In summary, the case of a 47-year-old female with a solitary LCH lesion in C6 with vertebra collapse is reported. Our case differs from the representative cases reported in the literature, in which LCH is generally involved in smaller areas of the vertebral bodies in adults, and vertebral collapse is less common [14,15,16]. The patient was treated with anterior corpectomy and instrumented fusion due to instability of the cervical spine. Furthermore, postoperative adjuvant radiotherapy was given because of concerns about PLL and dural invasion. We believe that this is the first case in which RT was used as an adjuvant treatment for the spine. The use of radiotherapy in this setting is debatable but represents a possible indication in case of incomplete resection. Moreover, the exact radiation dose has not been established. Although the good clinical outcome up to postoperative six months is shown in this study, a longer follow-up is still needed to observe the long-term results whether there is any local recurrence or any radiation-induced second malignancies. In addition, it is still unknown whether surgery followed by RT leads to lower recurrence rates than either surgery alone or local RT alone for solitary LCH bone lesions. More controlled studies are required with more cases and longer follow-ups to answer these questions. Finally, for vertebral LCH, a core needle biopsy should first be considered as long as it is straightforward to carry out. Injections of steroids are suggested as the first line of treatment when the diagnosis is confirmed. LCH is often a self-limiting disease, and surgery is indicated in cases of neurological symptoms or instability. Radiotherapy is indicated only in selected cases.

Learning points

  • LCH is a rare disorder, and it can present in heterogeneous ways. Treatment options vary depending on how many organs are involved and how extensive the disease is.

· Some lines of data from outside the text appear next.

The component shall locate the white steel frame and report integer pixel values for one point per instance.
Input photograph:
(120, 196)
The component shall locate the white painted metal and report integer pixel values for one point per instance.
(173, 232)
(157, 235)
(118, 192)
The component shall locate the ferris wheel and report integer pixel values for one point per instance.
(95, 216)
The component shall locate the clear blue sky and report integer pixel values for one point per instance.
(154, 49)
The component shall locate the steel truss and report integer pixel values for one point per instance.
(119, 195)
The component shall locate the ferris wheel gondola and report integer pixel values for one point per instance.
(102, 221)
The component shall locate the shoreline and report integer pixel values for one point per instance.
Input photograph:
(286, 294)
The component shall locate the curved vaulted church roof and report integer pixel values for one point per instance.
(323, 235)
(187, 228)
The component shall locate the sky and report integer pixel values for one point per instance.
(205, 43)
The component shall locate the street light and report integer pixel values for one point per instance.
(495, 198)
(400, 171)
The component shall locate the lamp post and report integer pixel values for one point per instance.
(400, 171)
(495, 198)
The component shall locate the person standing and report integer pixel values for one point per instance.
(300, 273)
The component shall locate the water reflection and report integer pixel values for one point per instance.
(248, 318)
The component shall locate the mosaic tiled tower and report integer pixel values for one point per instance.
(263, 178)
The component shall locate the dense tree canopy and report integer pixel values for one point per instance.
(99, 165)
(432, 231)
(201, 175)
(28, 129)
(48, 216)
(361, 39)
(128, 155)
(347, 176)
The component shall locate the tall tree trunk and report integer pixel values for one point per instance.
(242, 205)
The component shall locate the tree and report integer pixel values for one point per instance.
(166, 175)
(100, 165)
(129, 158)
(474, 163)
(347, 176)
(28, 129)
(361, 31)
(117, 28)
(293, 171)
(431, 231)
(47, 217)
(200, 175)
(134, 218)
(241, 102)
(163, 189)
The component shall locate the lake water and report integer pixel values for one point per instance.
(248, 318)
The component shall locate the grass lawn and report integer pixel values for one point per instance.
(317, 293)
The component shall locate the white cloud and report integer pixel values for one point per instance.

  • Surgical excision and instrumented stabilization are considered if a solitary lesion leads to bone destruction and instability of the skeleton system (e.g., pathologic fracture in the cervical spine).

  • Postoperative radiotherapy is an option intended for better local control of recurrence. However, no evidence has shown the superiority of a strategy in which surgery followed by RT is better than either surgery alone or local RT alone for the treatment of solitary LCH bone lesions.